The split exists because Accrue's firehose is too noisy for alerting — a busy SaaS dispatching webhooks, finalizing invoices, and reporting usage events emits hundreds of [:accrue, :*] events per second. The ops namespace is curated: every event is a real ops signal, not a heartbeat.

Ops events in v1.0

All ops events fire inside the same Repo.transact/2 as the state write they correspond to — they are idempotent under webhook replay via the accrue_webhook_events unique-index short-circuit.

EventMeasurementsMetadata
[:accrue, :ops, :revenue_loss]count, amount_minor, currencysubject_type, subject_id, reason
[:accrue, :ops, :dunning_exhaustion]countsubscription_id, from_status, to_status, source (:accrue_sweeper | :stripe_native | :manual)
[:accrue, :ops, :incomplete_expired]countsubscription_id
[:accrue, :ops, :charge_failed]countcharge_id, customer_id, failure_code
[:accrue, :ops, :meter_reporting_failed]countmeter_event_id, event_name, source (:reconciler | :webhook | :sync)
[:accrue, :ops, :webhook_dlq, :dead_lettered]countevent_id, processor_event_id, type, attempt
[:accrue, :ops, :webhook_dlq, :replay]count, duration, requeued_count, skipped_countactor, filter, dry_run?
[:accrue, :ops, :webhook_dlq, :prune]dead_deleted, succeeded_deleted, durationretention_days

Every ops event also carries an automatically-merged operation_id field in metadata, sourced from Accrue.Actor.current_operation_id/0 (the same seed used for processor idempotency keys). This lets you correlate ops events with the originating webhook, Oban job, or admin action across service boundaries.

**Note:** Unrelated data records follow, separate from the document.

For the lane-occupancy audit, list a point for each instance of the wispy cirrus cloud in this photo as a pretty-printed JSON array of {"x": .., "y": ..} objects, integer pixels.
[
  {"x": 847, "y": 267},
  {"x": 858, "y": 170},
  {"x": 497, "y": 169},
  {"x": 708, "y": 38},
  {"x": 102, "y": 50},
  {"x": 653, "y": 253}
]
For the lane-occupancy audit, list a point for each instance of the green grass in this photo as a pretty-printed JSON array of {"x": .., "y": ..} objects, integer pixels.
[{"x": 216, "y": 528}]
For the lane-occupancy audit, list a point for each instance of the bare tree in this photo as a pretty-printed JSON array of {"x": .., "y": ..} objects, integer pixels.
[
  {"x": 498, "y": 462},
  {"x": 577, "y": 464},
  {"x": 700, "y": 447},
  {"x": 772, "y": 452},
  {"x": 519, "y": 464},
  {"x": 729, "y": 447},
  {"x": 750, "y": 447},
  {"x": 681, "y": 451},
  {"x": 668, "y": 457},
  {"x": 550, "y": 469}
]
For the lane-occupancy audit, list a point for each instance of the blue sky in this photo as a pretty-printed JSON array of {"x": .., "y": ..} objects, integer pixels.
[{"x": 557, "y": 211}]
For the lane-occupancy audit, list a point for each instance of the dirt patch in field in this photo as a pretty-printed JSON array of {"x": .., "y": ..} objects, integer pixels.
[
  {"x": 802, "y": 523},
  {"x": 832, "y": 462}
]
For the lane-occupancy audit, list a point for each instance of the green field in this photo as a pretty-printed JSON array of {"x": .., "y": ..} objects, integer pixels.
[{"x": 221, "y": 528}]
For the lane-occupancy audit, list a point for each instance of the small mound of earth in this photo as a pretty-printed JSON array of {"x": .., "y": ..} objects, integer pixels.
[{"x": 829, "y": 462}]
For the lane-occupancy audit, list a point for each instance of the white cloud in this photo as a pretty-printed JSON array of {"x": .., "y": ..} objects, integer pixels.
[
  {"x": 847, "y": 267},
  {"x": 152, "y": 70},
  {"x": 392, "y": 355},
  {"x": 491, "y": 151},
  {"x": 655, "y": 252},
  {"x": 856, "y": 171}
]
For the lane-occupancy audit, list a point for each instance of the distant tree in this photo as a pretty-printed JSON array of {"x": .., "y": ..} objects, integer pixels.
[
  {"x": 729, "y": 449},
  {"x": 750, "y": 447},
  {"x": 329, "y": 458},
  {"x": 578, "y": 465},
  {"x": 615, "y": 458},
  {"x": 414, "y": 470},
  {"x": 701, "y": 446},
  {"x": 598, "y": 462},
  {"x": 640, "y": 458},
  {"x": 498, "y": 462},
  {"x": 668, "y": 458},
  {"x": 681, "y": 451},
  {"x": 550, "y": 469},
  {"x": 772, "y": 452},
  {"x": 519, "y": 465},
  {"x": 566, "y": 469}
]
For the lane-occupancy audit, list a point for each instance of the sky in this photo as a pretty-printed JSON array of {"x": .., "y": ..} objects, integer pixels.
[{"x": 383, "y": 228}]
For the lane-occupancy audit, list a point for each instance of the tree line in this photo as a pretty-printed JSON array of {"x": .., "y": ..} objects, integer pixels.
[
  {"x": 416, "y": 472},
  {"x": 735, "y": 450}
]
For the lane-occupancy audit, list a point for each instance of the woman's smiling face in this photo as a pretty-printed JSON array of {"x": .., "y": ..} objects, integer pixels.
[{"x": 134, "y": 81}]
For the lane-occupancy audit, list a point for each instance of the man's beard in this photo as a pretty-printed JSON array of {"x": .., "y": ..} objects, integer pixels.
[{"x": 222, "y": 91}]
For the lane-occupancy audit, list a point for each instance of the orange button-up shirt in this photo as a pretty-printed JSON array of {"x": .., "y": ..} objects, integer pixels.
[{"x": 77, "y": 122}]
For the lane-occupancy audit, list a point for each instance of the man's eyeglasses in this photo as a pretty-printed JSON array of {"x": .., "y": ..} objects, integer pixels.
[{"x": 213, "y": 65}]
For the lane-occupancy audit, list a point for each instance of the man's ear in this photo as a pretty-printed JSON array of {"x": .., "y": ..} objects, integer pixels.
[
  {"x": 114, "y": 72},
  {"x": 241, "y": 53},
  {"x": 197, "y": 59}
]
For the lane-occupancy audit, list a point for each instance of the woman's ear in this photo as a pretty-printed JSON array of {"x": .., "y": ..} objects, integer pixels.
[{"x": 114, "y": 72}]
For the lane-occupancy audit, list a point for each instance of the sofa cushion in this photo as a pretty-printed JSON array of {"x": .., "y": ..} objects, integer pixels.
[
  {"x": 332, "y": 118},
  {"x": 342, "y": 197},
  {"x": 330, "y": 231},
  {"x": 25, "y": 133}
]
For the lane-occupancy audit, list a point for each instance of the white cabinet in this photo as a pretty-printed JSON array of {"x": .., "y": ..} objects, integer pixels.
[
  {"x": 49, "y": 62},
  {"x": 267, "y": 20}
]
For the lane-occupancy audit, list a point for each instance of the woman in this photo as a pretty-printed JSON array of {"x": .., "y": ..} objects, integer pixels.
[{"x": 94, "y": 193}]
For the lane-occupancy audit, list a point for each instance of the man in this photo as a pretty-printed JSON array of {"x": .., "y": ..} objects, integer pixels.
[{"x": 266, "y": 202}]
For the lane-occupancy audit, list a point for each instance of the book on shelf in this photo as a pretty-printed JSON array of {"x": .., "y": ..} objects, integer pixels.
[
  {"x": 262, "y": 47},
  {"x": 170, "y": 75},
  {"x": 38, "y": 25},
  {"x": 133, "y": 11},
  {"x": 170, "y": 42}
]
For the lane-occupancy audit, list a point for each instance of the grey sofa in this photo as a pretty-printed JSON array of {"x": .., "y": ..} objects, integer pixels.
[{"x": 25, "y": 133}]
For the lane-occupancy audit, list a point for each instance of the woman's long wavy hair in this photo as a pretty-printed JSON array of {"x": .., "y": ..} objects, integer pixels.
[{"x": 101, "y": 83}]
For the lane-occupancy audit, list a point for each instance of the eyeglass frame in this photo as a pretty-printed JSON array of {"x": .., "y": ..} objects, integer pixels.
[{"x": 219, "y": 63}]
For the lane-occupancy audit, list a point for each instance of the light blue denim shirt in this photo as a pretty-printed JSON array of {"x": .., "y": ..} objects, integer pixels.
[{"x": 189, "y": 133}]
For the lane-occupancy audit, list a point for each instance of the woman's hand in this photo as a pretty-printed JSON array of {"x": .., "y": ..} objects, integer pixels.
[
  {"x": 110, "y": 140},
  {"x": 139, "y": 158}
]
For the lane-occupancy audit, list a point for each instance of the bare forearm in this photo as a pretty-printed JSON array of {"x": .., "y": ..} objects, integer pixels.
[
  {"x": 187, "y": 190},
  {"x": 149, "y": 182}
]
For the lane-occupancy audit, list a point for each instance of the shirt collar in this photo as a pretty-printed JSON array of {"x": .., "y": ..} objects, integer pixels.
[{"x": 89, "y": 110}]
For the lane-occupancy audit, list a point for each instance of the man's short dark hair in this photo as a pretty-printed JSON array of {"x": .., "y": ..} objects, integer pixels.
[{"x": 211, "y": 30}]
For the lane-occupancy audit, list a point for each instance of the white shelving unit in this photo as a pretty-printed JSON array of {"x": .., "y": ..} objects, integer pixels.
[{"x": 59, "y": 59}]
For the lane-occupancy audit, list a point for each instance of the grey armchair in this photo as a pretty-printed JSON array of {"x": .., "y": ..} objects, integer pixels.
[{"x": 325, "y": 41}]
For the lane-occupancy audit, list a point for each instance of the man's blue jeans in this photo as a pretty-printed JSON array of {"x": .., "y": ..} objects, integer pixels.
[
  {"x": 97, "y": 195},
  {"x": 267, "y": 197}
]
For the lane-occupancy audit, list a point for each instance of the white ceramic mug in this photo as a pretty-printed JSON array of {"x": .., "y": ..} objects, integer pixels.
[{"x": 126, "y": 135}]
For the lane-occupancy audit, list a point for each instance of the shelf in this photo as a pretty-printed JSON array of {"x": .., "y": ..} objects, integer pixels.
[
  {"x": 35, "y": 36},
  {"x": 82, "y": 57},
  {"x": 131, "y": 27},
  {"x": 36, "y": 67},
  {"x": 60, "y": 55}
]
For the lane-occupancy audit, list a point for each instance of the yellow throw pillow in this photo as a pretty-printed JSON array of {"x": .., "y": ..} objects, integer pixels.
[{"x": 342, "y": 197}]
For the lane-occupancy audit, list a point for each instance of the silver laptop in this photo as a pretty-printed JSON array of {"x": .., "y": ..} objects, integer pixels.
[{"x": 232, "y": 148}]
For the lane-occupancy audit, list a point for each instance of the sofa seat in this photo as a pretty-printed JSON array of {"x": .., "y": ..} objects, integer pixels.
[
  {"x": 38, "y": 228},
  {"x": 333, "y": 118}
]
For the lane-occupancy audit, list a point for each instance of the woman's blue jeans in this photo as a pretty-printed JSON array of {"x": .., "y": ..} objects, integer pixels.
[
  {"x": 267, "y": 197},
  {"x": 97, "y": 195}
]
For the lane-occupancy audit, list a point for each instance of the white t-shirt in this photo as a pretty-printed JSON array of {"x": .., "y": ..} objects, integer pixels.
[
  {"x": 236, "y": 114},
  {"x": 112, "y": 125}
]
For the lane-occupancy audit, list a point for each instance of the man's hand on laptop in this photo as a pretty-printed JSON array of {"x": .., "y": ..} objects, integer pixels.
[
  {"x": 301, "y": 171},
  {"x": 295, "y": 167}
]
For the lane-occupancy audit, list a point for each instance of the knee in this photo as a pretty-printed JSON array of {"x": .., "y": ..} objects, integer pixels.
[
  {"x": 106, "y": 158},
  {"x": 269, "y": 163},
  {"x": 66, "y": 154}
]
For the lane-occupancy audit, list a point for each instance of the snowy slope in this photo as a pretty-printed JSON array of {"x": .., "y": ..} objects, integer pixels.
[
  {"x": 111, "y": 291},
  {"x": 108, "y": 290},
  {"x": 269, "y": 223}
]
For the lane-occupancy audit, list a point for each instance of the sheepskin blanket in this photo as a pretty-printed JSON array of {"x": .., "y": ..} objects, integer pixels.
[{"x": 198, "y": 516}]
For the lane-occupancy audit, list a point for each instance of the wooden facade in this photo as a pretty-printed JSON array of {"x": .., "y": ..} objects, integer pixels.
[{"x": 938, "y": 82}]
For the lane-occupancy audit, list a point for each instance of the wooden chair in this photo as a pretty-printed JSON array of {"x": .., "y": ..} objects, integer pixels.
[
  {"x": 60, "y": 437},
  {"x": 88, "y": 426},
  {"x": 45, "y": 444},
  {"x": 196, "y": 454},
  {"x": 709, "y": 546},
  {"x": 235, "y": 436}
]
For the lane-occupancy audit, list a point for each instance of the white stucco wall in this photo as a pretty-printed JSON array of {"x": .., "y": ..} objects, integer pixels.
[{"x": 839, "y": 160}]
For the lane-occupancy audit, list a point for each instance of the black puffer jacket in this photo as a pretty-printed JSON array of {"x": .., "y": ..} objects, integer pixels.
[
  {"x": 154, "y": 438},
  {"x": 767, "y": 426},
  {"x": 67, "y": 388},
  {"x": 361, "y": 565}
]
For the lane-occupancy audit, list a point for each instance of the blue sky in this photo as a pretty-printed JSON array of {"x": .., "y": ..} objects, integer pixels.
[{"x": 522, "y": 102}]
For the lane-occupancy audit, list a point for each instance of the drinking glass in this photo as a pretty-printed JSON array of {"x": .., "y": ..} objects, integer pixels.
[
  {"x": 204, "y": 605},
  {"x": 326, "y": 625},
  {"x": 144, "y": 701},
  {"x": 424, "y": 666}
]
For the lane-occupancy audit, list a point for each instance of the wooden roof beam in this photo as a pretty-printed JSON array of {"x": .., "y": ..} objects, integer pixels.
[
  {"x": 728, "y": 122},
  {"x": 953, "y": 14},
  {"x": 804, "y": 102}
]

Span naming conventions (OpenTelemetry)

Accrue's OpenTelemetry span helpers (gated on the :opentelemetry optional dep) wrap every Billing context function with consistent naming:

accrue.<domain>.<resource>.<action>

The domain layer is one of billing, events, webhooks, mail, pdf, processor, checkout, billing_portal. Concrete examples:

  • accrue.billing.subscription.create
  • accrue.billing.subscription.cancel
  • accrue.billing.invoice.finalize
  • accrue.billing.charge.refund
  • accrue.webhooks.dlq.replay
  • accrue.checkout.session.create
  • accrue.billing_portal.session.create

This mirrors the :telemetry event naming ([:accrue, :billing, :subscription, :create]) so a single name maps cleanly to both the telemetry event and the OTel span — no translation table.

Span kind:

  • INTERNAL for Accrue context functions
  • CLIENT for outbound lattice_stripe calls (the underlying HTTP layer emits these via its own instrumentation)

Attribute conventions

Accrue spans attach a small, fixed set of business-meaningful attributes. Hosts adding their own spans on top of Accrue should follow the same discipline — both for grep-ability across services and for the PII contract below.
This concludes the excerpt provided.